Over the next few months, most of the men he lured home were not attacked, except for Paul Nobbs, 19, and Carl Stotter, 21. While Paul managed to escape Nilsen’s clutches, Carl’s experience with him was unusual in its deviation from his consistent modus operandi; Nilsen had strangled and drowned Carl but then inexplicably revived him, and although Carl repeatedly lost and regained consciousness, he wasn’t killed. Nilsen later dropped him off at a train station and never saw him again.

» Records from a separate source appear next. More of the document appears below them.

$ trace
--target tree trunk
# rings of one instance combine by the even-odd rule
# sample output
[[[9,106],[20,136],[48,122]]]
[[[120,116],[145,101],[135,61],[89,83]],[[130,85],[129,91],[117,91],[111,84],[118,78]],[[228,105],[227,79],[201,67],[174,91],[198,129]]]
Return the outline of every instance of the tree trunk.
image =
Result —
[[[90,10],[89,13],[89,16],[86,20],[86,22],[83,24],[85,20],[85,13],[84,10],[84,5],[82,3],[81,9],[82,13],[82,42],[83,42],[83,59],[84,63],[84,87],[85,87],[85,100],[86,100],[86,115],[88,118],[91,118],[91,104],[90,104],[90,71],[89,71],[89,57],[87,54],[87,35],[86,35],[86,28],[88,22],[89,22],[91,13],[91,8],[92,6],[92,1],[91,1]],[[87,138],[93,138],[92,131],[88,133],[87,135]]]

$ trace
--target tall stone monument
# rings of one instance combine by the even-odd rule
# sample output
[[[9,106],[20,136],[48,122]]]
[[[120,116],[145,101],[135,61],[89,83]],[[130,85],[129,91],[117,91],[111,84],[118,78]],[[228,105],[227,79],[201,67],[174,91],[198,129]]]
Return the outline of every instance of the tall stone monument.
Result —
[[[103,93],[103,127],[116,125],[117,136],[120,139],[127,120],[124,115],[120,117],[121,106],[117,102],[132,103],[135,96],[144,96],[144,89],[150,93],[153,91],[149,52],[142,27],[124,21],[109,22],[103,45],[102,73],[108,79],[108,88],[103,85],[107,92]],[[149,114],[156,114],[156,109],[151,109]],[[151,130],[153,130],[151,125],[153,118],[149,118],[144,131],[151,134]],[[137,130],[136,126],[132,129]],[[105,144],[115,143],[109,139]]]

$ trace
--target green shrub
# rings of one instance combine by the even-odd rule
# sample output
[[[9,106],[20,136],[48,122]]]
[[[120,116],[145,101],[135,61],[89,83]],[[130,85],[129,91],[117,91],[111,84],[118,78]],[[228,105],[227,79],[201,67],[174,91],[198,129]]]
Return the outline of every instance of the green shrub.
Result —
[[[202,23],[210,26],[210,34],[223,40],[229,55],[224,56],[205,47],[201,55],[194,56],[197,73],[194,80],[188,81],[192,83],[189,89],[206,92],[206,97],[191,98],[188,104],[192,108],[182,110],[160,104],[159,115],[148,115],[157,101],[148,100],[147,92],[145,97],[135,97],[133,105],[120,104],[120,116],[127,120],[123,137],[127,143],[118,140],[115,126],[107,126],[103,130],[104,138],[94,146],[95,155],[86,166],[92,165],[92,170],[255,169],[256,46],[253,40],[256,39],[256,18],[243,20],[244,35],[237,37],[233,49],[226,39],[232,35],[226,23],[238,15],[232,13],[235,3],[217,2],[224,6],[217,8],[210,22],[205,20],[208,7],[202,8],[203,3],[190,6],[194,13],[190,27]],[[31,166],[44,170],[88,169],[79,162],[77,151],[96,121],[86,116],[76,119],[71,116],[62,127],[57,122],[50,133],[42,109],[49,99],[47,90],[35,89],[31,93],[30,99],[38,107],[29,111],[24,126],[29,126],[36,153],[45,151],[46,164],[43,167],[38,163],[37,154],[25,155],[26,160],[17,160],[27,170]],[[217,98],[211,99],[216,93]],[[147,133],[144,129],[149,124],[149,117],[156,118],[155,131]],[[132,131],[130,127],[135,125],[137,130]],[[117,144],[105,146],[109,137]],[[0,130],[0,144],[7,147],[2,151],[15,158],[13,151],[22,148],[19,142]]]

Despite his housing situation, Nilsen returned to his old ways. Shortly after Carl’s attack, in March 1982, Nilsen encountered John Howlett, 23, at a pub in St. Martin’s Lane, whom he’d actually met a couple of months prior. They went back to Nilsen’s place where they ate and drank for some time, before John fell asleep in Nilsen’s bed. He was jerked awake by Nilsen trying to strangle him, and although John fought back, even trying to strangle Nilsen himself, he was dealing with a seasoned serial killer. Nilsen managed to overpower him and drown him in the bath tub. During his confession, Nilsen admitted he was very shaken by John’s counter-attack, which may be why he didn’t strike again – until six months later, that is.

In September 1982, Nilsen met Graham Allen, 27, in Shaftesbury Avenue and took him home for a meal. He made Graham an omelette, and while the man was eating it, he strangled him. Nilsen had already chosen a new method of body disposal to suit his new home. Just as he had done with John Howlett months before, he butchered Graham’s corpse into smaller pieces and boiled the flesh off the bones; he threw some of the bones in the trash, and flushed the pieces of meat and bones that he thought were small enough down the toilet, along with Graham’s internal organs. He wrapped other bone pieces, mostly the head and limbs, in plastic bags, and stored them in places around his apartment, including kitchen cabinets, wardrobes and a tea chest.

Nilsen’s brought home his final victim, Stephen Sinclair, 20, on 26th January 1983. After strangling Stephen to death and bathing him, Nilsen laid him on his bed beside him. Noticing his corpse was paler than his own body, Nilsen put talcum powder on himself. He then spoke to and complimented Stephen, before kissing him and going to sleep. Like those before him, Sinclair’s corpse was mutilated, boiled and stored around the apartment or flushed down the toilet.
Within days, the toilets at 23 Cranley Gardens became clogged with Nilsen’s victims’ remains, and so he was quickly discovered, finally putting an end to his five-year killing spree. Nilsen was sentenced to life imprisonment later that year and was never released. He died on 12 May 2018.